POL-GOE: (530/03) "Es gibt keinen reinen Satanismus" - Ingolf Christiansen an der Fachhochschule
Göttingen (ots)
Hann. Münden (rh) Vor insgesamt ca. 150 Studentinnen und Studenten, dem Lehrpersonal sowie den Angehörigen der Fachhochschule für Verwaltung und Rechtspflege Fachbereich Polizei in Hann. Münden referierte am Montag (05.05.03) der Beauftragte für Weltanschauungsfragen in der Evangelischen-lutherischen Landeskirche Hannover Ingolf Christiansen gut zwei Stunden über "Satanismus - Faszination des Bösen. Phänomenologie und Ritualpraxis unter besonderer Berücksichtigung niedersächsischer Organisationen".
"Schwarze Szene" abdriften
"Satanismus in der reinen Form gibt es nicht", mit dieser Kernaussage eröffnete Ingolf Christiansen seinen Ausführungen. Es existiert nach seinem Kenntnisstand zurzeit nur ein Jugendzentristischer Satanismus, der sich aus der zunehmenden Brutalisierung der Gesellschaft ergebe. Dabei handelt es sich um einen Abgrenzungsprozess von den Eltern, um eine eigene Identität zu finden. Dieser Vorgang sei ganz normal, betonte Christiansen, jedoch kommt es bei einigen jungen Menschen vor, dass sie in eine so genannte "Schwarze Szene" abdriften. Ein geringer Teil aus dieser Szene wendet sich dem Jugendzentristischem Satanismus zu.

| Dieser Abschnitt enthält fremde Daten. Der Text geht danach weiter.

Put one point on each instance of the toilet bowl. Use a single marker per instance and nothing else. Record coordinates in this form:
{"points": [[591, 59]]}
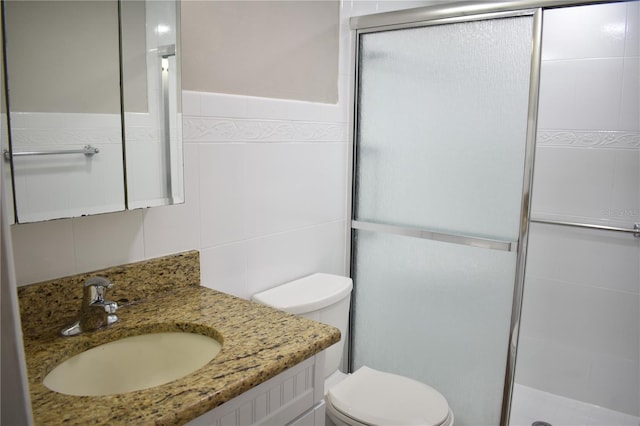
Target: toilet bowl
{"points": [[367, 396]]}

18.600 bis 60.000 Personen driften ab
Nach Einschätzung Christiansens handelt es sich dabei um 18.600 bis 60.000 Personen in Deutschland. Eine genaue Zahl ist seinerseits nicht möglich, da er sich auf gering vorhandene Befragungen von Jugendlichen beschränken muss. Dabei sagte er: "Diese Geheimbunde erhalten von Jahr zu Jahr immer mehr Zulauf von schwächeren Personen unserer Gesellschaft." In diesen Gruppen werden Rituale im Namen Satans begangen, die sich vorwiegend mit Tabu-Brechungen (Tiertötungen/Verzehr von Kot und Urin) beschäftigen.
Rotenburger Kannibalfall
Diese antireligiösen Kreise sind nicht organisiert, offen und outen sich sehr häufig. Dieses steht im absoluten Widerspruch zum rationalen Ordenssatanismus nach dem Leitfaden des Vaters des Satanismus Aleister Crowley. Dieser Form des rituellen Ordenssatanismus spricht Christiansen die größte Gefahr zu. Hier kommt es u.a. zu Opferungen von Menschen, physischen und psychischen Vergewaltigungen. Da diese Gruppen aber im Dunkeln operieren, sind Aussagen kaum möglich. Das Internet gebe jedoch Grund zur Annahme, dass auch dort ein reger Zulauf stattfindet. Dort lassen sich Vergewaltigungen, Realtötungen und weitere Rituale mit satanistischem Hintergrund finden. Diese erstrecken sich über den angloamerikanischen und europäischen Bereich, was nach dem "Rotenburger Kannibalenfall" bekannt wurde.
Spitze eines Eisberges
Um die zukünftigen Polizeibeamten zu sensibilisieren, sprach Ingolf Christiansen im letzten Teil seines Vortrages über eine Verquickung von neonationalistischen Organisationen und der des Black-Metalls. In der letzteren Gruppierung haben sich satanistische Untergruppen entwickelt, was auch satanistische Konzerte und deren Metallbands zeigen. Diese Personen sehen sich als die einzig wahren Wesen mit antichristlicher und antijüdischer Philosophie. Ein idealer Nährboden für neonationales Gedankengut, wie Christiansen berichtet. In Zeitschriften der rechten Szene finden sich nach seiner Aussage immer mehr Artikel und Anzeigen über Black- Metallbands. Anfällig für dieses Phänomen sind vor allem die Menschen der ehemaligen "Opferstaaten" wie Polen, die GUS und Frankreich. Dabei handelt es sich nicht mehr um eine Gruppierung, sondern um eine ganze Bewegung mit einer zunehmenden Politisierung. Das ist aber nur definitiv die Spitze des Eisberges, so Christiansen am Schluss seines Vortrags.